Final Reflections
Reflecting on my journey to Laidlaw and the perceptions I had of leadership, I can see that my initial ideas, although are still relevant and important to being a great leader, needed development and experience in order to ground and develop them. I used to equate leadership to being able to speak to everyone, creating connection with different people, and taking risks, being decisive. Since this, my ideas have developed and deepened. Through the last two years, the Leadership-in-Action project and research project have shown me that leadership can include the quieter, more intimate forms of direction: learning to pick up pieces when others cannot, leaving space to compromise on what might’ve previously been non-negotiables, and importantly, communication is the key to leading successfully, even when this may be difficult to do. When communication and empathy is absent, things can slowly break down and make situations more difficult than intended. In the letters written in Toby’s workshops to our future selves, the naivety of my initial ideas was evident and reinforced this. I wrote about wanting to take risks and be at the forefront of all the leadership opportunities that came, not understanding the ways in which leadership doesn’t have to be front-facing and loud. Some of the hardest challenges and the biggest opportunities to grow came from the ability to do the nitty gritty work behind the scenes. Thus, leadership ideas changed: it isn’t a one-time act – it’s an ongoing, human process. It grows through trust, open dialogue, and the quiet, everyday acts of encouragement just as much as through major choices. I think of it now as collective stewardship: making sure the boat stays steady, each person pulling their weight, and progress happening side by side.

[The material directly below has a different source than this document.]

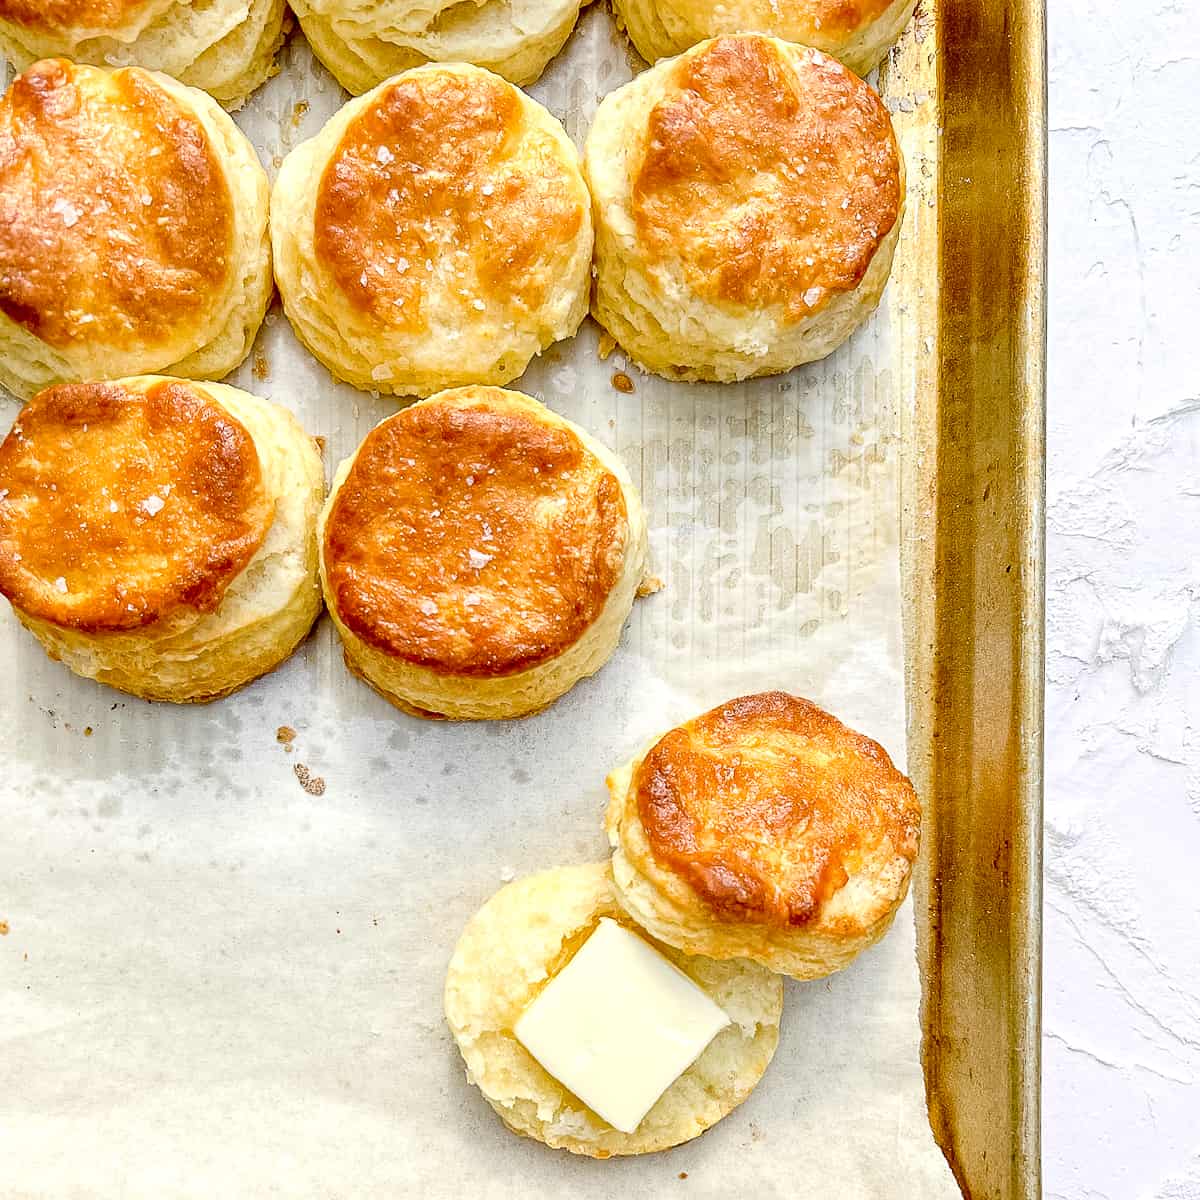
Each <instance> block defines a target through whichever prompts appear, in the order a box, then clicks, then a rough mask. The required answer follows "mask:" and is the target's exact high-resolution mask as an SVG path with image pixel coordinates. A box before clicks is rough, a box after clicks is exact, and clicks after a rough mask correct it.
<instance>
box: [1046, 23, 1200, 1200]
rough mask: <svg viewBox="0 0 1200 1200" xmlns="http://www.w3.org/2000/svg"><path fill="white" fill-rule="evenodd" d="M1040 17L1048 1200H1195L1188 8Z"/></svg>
mask: <svg viewBox="0 0 1200 1200" xmlns="http://www.w3.org/2000/svg"><path fill="white" fill-rule="evenodd" d="M1049 7H1050V130H1051V132H1050V160H1051V164H1050V181H1051V204H1050V395H1049V457H1050V462H1049V491H1050V503H1049V576H1048V622H1049V646H1048V652H1049V654H1048V683H1046V706H1048V707H1046V829H1045V832H1046V845H1045V848H1046V859H1045V863H1046V865H1045V1043H1044V1045H1045V1064H1044V1133H1045V1194H1046V1196H1048V1198H1064V1200H1066V1198H1069V1200H1102V1198H1103V1200H1200V20H1198V18H1200V4H1198V0H1145V4H1144V5H1135V6H1132V7H1130V6H1129V5H1126V4H1117V2H1116V0H1050V4H1049Z"/></svg>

Across the last two years, my growth as a leader has been less about adding new traits and more about re-shaping how I understand responsibility, influence, and impact; through the Laidlaw projects this definition became more layered. My research with artists in Turkey has expanded that definition. Interviewing painters, weavers, jewellers, ceramicists, and shopkeepers across Istanbul, Ankara, and Izmir exposed me to forms of leadership rooted in quiet resilience rather than formal authority. Many of the artists I spoke to navigated political pressure, financial precarity, and limited institutional support, yet continued creating as a means of survival, cultural preservation, and subtle dissent. Observing how they adapted heritage practices to contemporary life, balanced authenticity with economic necessity, and expressed identity in ways that were sometimes safer through art than words, challenged my assumptions about what influence looks like. Leadership, I learned, can mean sustaining something fragile, holding space for identity, and continuing to show up under constraint. This translated into my own practice: I became more comfortable stepping back, listening closely, and doing the behind-the-scenes work that keeps teams steady – picking up tasks when others were overwhelmed, compromising on positions I once saw as fixed, and approaching difficult conversations with empathy rather than urgency to resolve.

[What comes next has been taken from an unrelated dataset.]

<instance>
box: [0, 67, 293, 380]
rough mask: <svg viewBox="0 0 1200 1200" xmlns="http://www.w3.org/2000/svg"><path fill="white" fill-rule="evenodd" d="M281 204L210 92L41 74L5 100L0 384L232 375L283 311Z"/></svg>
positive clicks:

What surprised me most during the programme was how much leadership depends on patience, emotional awareness, and trust-building, rather than constant visible action. Alongside this internal shift, I developed practical competencies: conducting independent qualitative research, navigating cross-cultural communication, managing uncertainty in unfamiliar environments, receiving and applying feedback, and balancing confidence with humility. Completing this programme equips me for the future not only with skills but with a different orientation toward the world. One of the biggest surprises was realising how often effective leadership feels subtle and even uncomfortable: it can involve slowing down progress to ensure everyone is aligned, addressing tensions early, or accepting that a good outcome might not reflect my original vision. As a human being and global citizen, I am more attentive to power dynamics, cultural context, and whose voices are heard or silenced, and more committed to collaborative, ethical forms of leadership that prioritise inclusion and sustainability over visibility. Professionally and academically, the experience has strengthened my ability to lead long-term projects and approach complex problems with both critical thinking and emotional intelligence. Most importantly, it has shown me that leadership is not a fixed trait but an ongoing practice of shared responsibility – keeping the canoe balanced, ensuring everyone is paddling, and moving forward together with care and intention.